Address
- 901 Hilltop Drive Sparland, Illinois, 61565 United States

District information
- Type: Public
- Grades: PreK–12
- NCES District ID: 1700126

Students and staff
- Students: 698

Other information
- Website: www.midland-7.org

= Midland Community Unit School District =

School district in Marshall County, Illinois, United States

Midland Community Unit School District #7 is a school district headquartered in Sparland, Illinois.

It operates Midland Elementary School, Midland Middle School, and Midland High School.

==History==

The district formed through an act of consolidation circa 1996. Rolf Sivertsen served as the Midland CUSD superintendent until July 1, 2016, as he moved to Canton, Illinois.

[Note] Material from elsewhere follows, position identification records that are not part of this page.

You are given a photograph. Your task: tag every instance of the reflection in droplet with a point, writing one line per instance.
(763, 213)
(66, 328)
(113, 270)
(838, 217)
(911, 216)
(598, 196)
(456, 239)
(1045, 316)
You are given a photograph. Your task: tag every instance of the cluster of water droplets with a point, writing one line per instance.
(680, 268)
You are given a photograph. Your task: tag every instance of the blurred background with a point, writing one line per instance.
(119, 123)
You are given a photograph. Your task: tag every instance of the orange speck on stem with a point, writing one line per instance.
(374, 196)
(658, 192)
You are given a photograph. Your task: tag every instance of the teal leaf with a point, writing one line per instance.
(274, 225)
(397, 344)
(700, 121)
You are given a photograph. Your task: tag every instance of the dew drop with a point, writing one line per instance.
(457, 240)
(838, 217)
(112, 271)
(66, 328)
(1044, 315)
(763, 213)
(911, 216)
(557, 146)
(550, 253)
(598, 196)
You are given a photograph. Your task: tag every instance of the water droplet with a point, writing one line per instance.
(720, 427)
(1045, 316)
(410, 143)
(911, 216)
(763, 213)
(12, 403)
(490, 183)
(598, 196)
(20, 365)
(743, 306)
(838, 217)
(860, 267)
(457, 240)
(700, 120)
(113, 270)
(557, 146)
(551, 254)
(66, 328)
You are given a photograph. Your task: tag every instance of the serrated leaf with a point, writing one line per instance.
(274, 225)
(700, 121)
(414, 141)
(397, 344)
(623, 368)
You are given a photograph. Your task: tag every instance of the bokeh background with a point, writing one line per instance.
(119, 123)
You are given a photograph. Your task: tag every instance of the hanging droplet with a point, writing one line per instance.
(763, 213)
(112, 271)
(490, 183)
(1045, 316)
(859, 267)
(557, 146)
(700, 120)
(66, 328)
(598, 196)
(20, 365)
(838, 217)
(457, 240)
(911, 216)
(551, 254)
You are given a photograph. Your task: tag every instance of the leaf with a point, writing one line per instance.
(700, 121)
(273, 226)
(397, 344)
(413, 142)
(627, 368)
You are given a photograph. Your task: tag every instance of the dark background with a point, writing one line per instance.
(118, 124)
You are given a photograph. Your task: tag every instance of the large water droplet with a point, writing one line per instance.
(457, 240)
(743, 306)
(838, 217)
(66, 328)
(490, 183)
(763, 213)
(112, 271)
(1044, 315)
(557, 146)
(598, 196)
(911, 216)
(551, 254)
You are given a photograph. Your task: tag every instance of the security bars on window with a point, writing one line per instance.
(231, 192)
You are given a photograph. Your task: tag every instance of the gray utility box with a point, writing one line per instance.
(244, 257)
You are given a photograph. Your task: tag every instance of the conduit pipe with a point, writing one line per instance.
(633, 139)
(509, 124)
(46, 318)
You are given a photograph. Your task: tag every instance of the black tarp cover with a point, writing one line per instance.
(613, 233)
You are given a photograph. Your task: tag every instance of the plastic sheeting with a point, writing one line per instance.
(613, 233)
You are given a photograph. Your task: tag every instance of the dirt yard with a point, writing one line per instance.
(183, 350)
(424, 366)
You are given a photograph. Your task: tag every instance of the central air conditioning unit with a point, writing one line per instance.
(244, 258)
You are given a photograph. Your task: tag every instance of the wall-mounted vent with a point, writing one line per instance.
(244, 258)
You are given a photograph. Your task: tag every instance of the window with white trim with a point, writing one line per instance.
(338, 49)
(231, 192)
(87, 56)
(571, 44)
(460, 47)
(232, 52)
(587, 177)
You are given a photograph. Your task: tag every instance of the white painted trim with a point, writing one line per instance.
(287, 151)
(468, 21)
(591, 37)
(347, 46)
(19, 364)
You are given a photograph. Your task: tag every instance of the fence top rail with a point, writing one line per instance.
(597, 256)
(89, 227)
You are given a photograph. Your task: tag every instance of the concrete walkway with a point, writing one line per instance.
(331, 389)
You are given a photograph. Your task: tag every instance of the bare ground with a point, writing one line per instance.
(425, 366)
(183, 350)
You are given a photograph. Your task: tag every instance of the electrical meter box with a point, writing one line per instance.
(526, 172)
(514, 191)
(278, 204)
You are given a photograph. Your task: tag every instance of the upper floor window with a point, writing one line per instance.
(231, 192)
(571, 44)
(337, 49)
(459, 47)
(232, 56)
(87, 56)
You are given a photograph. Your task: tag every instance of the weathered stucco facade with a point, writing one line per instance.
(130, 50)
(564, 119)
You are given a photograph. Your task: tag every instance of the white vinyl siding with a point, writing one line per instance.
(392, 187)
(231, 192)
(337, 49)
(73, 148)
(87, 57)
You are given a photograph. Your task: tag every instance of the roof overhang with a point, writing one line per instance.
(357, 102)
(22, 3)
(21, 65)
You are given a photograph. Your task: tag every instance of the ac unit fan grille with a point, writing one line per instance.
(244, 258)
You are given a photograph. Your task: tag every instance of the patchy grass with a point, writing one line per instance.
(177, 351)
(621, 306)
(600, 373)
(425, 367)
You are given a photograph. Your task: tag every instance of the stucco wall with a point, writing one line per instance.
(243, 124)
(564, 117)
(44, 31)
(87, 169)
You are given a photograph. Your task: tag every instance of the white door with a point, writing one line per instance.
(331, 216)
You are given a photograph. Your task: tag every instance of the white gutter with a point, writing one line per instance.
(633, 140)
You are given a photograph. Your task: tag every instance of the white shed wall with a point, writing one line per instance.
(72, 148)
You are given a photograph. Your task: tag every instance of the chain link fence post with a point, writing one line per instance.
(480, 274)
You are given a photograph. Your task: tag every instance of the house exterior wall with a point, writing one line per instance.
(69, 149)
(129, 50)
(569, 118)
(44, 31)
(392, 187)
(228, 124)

In 2016 Gary L. Smith of the Journal Star wrote that there were "sometimes bitter geographic divisions" and cited a case where, in an election to build a new school in Lacon, residents of Lacon gave "overwhelming support" but that people in Sparland and Varna "strongly opposed" the measure. Overall 55% of participants voted in favor in 2016, causing the measure to pass.

On May 16, 2016, L. William "Bill" Wrenn was selected as the superintendent. Wrenn served in this capacity until he died in January 2020. Wrenn planned to finish his term at the end of the 2019–2020 school year.